Its electric utility will serve approximately 700,000 customers and operate approximately 38,000 miles of electric lines and approximately 2.9 GWs of owned generation capacity fuelled by a mix of thermal, hydro, and wind. Its natural gas utility will serve approximately 1.4 million customers and operate approximately 59,000 miles of natural gas lines.
The combination will double the size of each company’s rate base to a total of approximately $11.4 billion, with approximately $7 billion and $4.4 billion for electric and natural gas, respectively.
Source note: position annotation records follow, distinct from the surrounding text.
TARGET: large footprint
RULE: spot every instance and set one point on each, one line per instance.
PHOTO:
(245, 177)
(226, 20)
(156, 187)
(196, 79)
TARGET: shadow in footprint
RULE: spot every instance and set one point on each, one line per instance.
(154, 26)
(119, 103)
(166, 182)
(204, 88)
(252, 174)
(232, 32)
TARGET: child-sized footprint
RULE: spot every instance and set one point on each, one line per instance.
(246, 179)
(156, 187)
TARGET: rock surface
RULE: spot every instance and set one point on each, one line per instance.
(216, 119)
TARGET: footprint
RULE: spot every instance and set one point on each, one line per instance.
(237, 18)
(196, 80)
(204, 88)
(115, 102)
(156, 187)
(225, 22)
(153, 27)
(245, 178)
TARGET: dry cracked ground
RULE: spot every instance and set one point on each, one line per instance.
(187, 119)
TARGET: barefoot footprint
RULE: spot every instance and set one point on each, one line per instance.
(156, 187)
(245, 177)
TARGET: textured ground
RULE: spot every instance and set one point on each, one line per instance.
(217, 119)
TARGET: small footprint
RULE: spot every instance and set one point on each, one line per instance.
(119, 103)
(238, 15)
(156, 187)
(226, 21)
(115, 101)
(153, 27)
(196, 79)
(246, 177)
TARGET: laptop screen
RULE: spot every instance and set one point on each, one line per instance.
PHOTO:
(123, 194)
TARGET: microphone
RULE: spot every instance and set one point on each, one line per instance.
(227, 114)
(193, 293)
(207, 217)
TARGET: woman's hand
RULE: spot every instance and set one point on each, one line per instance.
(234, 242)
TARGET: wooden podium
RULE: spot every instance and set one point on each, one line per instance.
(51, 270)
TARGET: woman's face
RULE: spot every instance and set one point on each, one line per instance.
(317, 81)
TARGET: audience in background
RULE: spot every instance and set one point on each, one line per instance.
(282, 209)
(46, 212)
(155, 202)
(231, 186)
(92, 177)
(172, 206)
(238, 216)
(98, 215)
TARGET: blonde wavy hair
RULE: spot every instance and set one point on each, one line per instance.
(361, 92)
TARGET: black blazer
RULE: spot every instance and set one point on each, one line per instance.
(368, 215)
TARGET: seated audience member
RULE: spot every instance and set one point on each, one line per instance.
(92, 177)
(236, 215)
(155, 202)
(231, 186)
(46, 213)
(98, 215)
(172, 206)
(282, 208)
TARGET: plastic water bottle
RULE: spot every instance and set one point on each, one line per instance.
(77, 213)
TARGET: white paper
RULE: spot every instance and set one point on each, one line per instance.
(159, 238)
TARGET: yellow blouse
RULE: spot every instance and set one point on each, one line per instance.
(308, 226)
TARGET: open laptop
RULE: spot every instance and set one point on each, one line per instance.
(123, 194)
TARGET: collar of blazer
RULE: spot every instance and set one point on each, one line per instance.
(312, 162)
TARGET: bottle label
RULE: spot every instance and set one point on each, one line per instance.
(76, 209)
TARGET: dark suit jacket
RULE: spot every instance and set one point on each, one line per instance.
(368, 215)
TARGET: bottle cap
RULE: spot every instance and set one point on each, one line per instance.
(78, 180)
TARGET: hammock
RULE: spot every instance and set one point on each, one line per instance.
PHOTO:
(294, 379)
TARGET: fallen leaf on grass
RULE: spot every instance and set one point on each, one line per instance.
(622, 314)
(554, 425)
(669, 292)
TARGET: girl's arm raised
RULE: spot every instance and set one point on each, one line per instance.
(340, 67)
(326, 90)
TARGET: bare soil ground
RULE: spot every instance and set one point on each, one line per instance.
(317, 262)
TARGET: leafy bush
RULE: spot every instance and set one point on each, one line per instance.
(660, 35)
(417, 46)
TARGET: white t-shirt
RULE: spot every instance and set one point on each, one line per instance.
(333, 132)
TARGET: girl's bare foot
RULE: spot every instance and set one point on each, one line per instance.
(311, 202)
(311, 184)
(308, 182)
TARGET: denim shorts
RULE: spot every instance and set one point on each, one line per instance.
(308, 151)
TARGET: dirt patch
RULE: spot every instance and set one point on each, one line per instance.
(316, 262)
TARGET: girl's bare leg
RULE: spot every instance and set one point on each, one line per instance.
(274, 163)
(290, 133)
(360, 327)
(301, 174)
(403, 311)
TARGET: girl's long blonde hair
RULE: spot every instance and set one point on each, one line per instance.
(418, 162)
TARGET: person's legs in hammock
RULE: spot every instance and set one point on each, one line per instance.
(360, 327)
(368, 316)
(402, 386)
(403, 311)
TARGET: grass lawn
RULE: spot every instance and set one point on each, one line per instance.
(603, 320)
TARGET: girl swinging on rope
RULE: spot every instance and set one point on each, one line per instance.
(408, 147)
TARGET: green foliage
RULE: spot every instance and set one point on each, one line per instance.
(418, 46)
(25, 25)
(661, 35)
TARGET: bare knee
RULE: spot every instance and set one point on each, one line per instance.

Combined, the companies’ current investment plans from 2025 to 2029 exceed $7 billion and will be focused on building new electric and natural gas critical infrastructure to meet rising energy demand and advancing energy resilience in the regions where the combined company operates, while ensuring long-term competitive rates for customers.
This level of investment is expected to increase following the combination as the combined company leverages its enhanced resources to make strategic investments that foster economic development in its expansive territories, including addressing the growing demand from data centers.
The combined company supports a long-term target EPS growth rate of 5% to 7%, greater than both companies on a standalone basis. The combination is expected to be accretive to each company’s EPS in the first year following the close of the transaction. It is expected to have substantial cash flows to support a customer-focused capital investment program and an ongoing strong investment-grade credit quality.